Nevertheless, there are a half dozen neurotransmitters that are believed to play critical roles in many aspects of our experience and behavior.
These are the chemicals that have received the greatest attention and that are still the primary focus of attention in the study of drug effects.
Acetylcholine
The first transmitter to be discovered was acetylcholine
This chemical is critically involved in memory and specifically the consolidation and storage of new memories
Acetylcholine is derived from the dietary amino acid, choline.

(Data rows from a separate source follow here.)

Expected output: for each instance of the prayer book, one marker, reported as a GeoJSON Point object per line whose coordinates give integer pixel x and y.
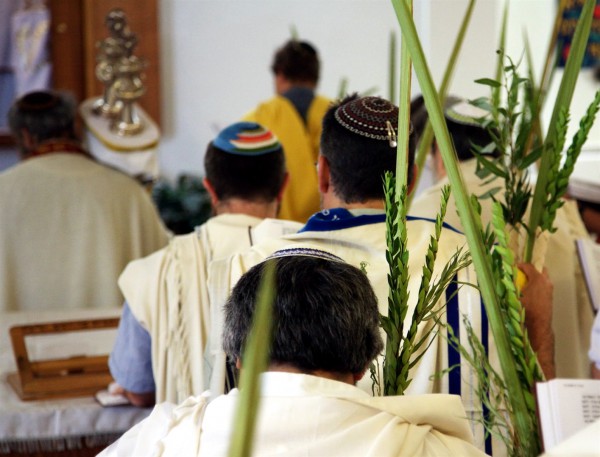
{"type": "Point", "coordinates": [565, 407]}
{"type": "Point", "coordinates": [588, 252]}
{"type": "Point", "coordinates": [584, 183]}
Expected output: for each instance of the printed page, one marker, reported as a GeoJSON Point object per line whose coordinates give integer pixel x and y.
{"type": "Point", "coordinates": [567, 406]}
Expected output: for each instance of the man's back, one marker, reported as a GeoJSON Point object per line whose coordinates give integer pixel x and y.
{"type": "Point", "coordinates": [173, 304]}
{"type": "Point", "coordinates": [69, 227]}
{"type": "Point", "coordinates": [301, 145]}
{"type": "Point", "coordinates": [572, 316]}
{"type": "Point", "coordinates": [304, 415]}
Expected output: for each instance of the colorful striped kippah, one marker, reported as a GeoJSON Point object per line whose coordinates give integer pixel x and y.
{"type": "Point", "coordinates": [371, 117]}
{"type": "Point", "coordinates": [247, 138]}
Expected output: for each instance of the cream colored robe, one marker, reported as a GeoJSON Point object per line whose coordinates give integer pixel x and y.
{"type": "Point", "coordinates": [303, 415]}
{"type": "Point", "coordinates": [365, 246]}
{"type": "Point", "coordinates": [572, 311]}
{"type": "Point", "coordinates": [68, 227]}
{"type": "Point", "coordinates": [167, 294]}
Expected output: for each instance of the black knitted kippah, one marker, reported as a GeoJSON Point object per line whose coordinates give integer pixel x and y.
{"type": "Point", "coordinates": [372, 117]}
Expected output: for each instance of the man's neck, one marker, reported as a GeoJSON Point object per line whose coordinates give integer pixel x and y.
{"type": "Point", "coordinates": [347, 378]}
{"type": "Point", "coordinates": [331, 202]}
{"type": "Point", "coordinates": [261, 210]}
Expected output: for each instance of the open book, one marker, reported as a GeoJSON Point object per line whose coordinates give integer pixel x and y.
{"type": "Point", "coordinates": [589, 257]}
{"type": "Point", "coordinates": [567, 406]}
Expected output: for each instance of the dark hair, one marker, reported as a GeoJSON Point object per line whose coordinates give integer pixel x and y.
{"type": "Point", "coordinates": [357, 164]}
{"type": "Point", "coordinates": [325, 315]}
{"type": "Point", "coordinates": [252, 178]}
{"type": "Point", "coordinates": [44, 115]}
{"type": "Point", "coordinates": [298, 61]}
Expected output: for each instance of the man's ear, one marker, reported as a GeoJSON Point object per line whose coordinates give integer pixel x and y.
{"type": "Point", "coordinates": [358, 376]}
{"type": "Point", "coordinates": [286, 180]}
{"type": "Point", "coordinates": [214, 199]}
{"type": "Point", "coordinates": [323, 174]}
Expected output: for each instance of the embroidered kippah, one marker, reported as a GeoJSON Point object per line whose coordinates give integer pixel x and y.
{"type": "Point", "coordinates": [247, 138]}
{"type": "Point", "coordinates": [305, 252]}
{"type": "Point", "coordinates": [371, 117]}
{"type": "Point", "coordinates": [464, 113]}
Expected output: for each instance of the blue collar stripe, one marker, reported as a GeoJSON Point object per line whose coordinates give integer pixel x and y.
{"type": "Point", "coordinates": [486, 345]}
{"type": "Point", "coordinates": [452, 313]}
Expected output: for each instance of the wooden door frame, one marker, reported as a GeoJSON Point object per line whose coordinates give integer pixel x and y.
{"type": "Point", "coordinates": [77, 25]}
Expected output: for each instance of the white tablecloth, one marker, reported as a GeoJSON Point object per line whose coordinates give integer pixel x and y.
{"type": "Point", "coordinates": [58, 424]}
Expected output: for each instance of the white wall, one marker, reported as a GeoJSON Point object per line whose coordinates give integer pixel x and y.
{"type": "Point", "coordinates": [216, 55]}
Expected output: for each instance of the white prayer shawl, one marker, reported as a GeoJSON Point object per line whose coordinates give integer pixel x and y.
{"type": "Point", "coordinates": [365, 246]}
{"type": "Point", "coordinates": [303, 415]}
{"type": "Point", "coordinates": [68, 227]}
{"type": "Point", "coordinates": [167, 294]}
{"type": "Point", "coordinates": [572, 312]}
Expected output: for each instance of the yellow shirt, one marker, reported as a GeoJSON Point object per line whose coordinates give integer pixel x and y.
{"type": "Point", "coordinates": [301, 147]}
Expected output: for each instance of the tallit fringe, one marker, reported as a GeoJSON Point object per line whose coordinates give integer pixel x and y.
{"type": "Point", "coordinates": [180, 337]}
{"type": "Point", "coordinates": [35, 445]}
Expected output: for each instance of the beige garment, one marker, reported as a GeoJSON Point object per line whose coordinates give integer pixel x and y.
{"type": "Point", "coordinates": [68, 227]}
{"type": "Point", "coordinates": [167, 294]}
{"type": "Point", "coordinates": [302, 415]}
{"type": "Point", "coordinates": [572, 311]}
{"type": "Point", "coordinates": [364, 246]}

What major psychiatric disorder is believed to involve a deficiency in acetylcholine neurotransmission?
Alzheimer’s
Monoamines
Monoamines are a class of neurotransmitters implicated in depression
However, each of the members of this class plays an important role in psychopathology (mental illness) as well as addictive behavior
Dopamine
This is perhaps the best candidate for the “Star” neurotransmitter in psychopathology and addictions
Ultimately, many of the effects of the other major neurotransmitters appear to derive in some way from the manner in which they interact with and influence dopamine
The principal role of dopamine is in the initiation and maintenance of motivation
Dopamine helps orient the organism to potentially important stimuli; it impels movement towards (approach) these stimuli when they are beneficial and impels movement away (avoidance) from these stimuli when they are dangerous
Once a stimulus is encountered, dopamine labels its effects as positive (i.e., rewarding) or negative (i.e., punishing)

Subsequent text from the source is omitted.